Keywords: Vision–Language Models, Instruction Tuning, Remote Sensing, Building Analysis, Multi-Task Learning
Abstract. The analysis of buildings from aerial imagery is fundamental for urban planning and disaster response, yet it traditionally requires separate specialized models for tasks such as segmentation, detection, and semantic querying. Generalist Vision-Language Models (VLMs) offer a promising alternative, but adapting them to high-resolution remote sensing remains challenging. This paper proposes and investigates a data-centric methodology for adapting Google’s PALIGEMMA2 into a unified geospatial building analyzer. The main contribution is a pipeline that converts single-modality building polygon annotations into a multi-task instruction-tuning dataset of 16,500 samples spanning segmentation, detection, Visual Question Answering (VQA), and captioning. We conduct a rigorous study addressing three questions: (1) Can a single instruction-tuned VLM outperform specialized models in a multi-task setting? (2) What are the synergistic benefits of multi-task learning? (3) How data-efficient is this adaptation process? Results show that the unified model substantially outperforms the zero-shot PaliGemma2 baseline and strong single-task fine-tuned variants on three of four tasks, while remaining competitive on the fourth.

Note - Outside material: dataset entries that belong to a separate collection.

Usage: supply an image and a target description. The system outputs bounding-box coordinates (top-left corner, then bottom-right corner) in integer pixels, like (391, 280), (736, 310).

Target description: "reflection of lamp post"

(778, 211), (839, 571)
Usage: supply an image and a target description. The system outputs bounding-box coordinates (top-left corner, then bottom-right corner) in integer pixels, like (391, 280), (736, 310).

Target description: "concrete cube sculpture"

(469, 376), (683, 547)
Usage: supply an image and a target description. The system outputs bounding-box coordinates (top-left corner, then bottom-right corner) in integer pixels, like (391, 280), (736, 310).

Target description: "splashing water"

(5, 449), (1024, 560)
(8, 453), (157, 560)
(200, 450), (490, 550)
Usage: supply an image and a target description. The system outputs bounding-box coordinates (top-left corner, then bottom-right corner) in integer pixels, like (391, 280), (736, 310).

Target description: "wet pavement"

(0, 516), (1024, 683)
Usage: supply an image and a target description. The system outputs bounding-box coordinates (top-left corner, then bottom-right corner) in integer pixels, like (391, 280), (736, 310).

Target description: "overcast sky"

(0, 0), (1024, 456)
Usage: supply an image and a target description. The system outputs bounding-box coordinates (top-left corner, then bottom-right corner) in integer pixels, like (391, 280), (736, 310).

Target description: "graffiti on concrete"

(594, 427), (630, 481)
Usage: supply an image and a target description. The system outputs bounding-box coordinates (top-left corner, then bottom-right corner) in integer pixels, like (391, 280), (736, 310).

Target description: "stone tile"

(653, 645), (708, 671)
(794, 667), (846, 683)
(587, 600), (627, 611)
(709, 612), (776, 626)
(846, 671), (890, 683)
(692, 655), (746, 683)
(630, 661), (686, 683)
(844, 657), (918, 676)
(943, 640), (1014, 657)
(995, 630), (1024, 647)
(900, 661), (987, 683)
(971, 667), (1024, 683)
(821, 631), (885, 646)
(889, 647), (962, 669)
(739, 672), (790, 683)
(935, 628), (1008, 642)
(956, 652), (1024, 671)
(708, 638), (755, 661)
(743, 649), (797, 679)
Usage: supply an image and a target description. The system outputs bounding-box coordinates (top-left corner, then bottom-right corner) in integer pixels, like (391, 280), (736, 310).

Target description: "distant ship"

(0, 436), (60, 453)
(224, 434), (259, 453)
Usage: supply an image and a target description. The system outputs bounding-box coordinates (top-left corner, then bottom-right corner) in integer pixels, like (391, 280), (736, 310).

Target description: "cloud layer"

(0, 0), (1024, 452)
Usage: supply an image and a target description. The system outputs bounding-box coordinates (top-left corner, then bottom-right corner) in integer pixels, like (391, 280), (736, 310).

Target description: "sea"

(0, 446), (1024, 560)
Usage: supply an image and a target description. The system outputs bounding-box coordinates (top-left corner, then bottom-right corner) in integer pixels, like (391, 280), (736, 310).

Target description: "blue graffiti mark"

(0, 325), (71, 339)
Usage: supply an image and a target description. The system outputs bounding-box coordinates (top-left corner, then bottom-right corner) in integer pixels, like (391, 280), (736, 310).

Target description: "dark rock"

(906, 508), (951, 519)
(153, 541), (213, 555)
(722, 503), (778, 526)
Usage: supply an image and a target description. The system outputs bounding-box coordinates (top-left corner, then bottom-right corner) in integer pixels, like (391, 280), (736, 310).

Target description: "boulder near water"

We also observe a strong synergistic effect: multi-task training on visual localization and semantic tasks improves performance on individual localization tasks. Furthermore, high performance is achieved with a surprisingly small instruction dataset. This work provides a complete methodology for efficiently adapting VLMs to multi-task geospatial analysis, suggesting a path toward generalist models in remote sensing. To support further research and fair comparison, the dataset is available at: https://chaikalamrullah.github.io/RoofVIP/